Aşıların öncelikli olarak kimlere yapılacağı konusu netliğe kavuşturulmuş mudur?

Öncelikli aşı yapılacağı açıklanan sağlık çalışanları içinde eczacılar ve eczane çalışanları da bulunmakta mıdır?

Aşı hangi koşullarda saklanacaktır, bu koşullara uygun yeterli altyapı var mıdır? Böyle bir altyapı yoksa tamamlanması için hazırlık yapılmakta mıdır?

Aşı hangi merkezlerden yapılacaktır? Hastaneler mi, aile sağlığı merkezleri mi, seyyar sağlık ekipleri mi aşıyı yapacaktır? Ya da özel aşılama merkezleri mi kurulacak?

Aşı yapan kişilerin yanı sıra aşı sırasında izdihamı ve sağlık çalışanlarına karşı şiddeti önlemek konusunda ne gibi önlemler alınacak? Başka görevlendirmeler yapılacak mı?

Aşının etkinliğini izleme noktasında hangi yöntemler devreye sokulacak, ne gibi önlemler ve görevlendirmeler yapılacaktır? 

Aşı karşıtlığı ve kararsızlığını azaltmak için Bakanlığımız ne gibi önlemler almayı ve teşvikler sağlamayı düşünmektedir?

Aşı ülkemize geldiği andan itibaren belirli kesimlerde oluşabilecek mevcut tedbirlere yönelik gevşemenin önüne geçilmesi için ne gibi ek tedbirler düşünülmüştür?

Aşılar hazır mı gelecek yoksa Türkiye’de mi dolumları gerçekleştirilecektir? Şayet hazır gelmeyecekse bunun için hazırlık yapılmakta mıdır?" sorularına yer verildi.

"Aşı ile ilgili tüm süreçler şeffaflık içinde gerçekleştirilmeli"

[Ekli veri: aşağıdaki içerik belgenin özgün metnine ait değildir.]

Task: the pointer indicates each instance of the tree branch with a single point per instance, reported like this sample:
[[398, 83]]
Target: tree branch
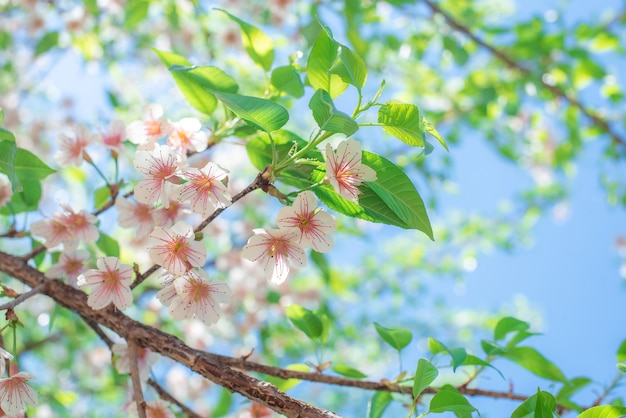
[[511, 63]]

Türkiye'de mart ayına kadar olan dönemde ancak 50 milyon aşının geleceği ifade edilen açıklamanın devamında şu ifadelere yer verildi:

"Bu durumda ancak 25 milyon vatandaşımız aşı yaptırabilecektir. Dünya Sağlık Örgütü ise salgını durdurmak açısından tüm toplumun aşılanması gerektiğini, sürü bağışıklığı yönteminin bilimsel olarak sorunlu ve etik dışı olduğunu ilân etmiştir. Bu durumda, ülkemizde yaşayan herkesin aşıya eşit koşullarda ulaşması için gereken en az yüz yirmi milyon doz daha aşı nasıl ve ne zamana kadar temin edilebilecektir? Aşı karşıtlığı ve aşı kararsızlığı sadece aşı olmayan kişilerin hayatını riske atmaz; salgının devamına da neden olur. Bu nedenle, birinci önceliğimiz aşı ile ilgili tüm süreçlerin topluma yönelik bir şeffaflık içinde gerçekleştirilmesi olmalıdır."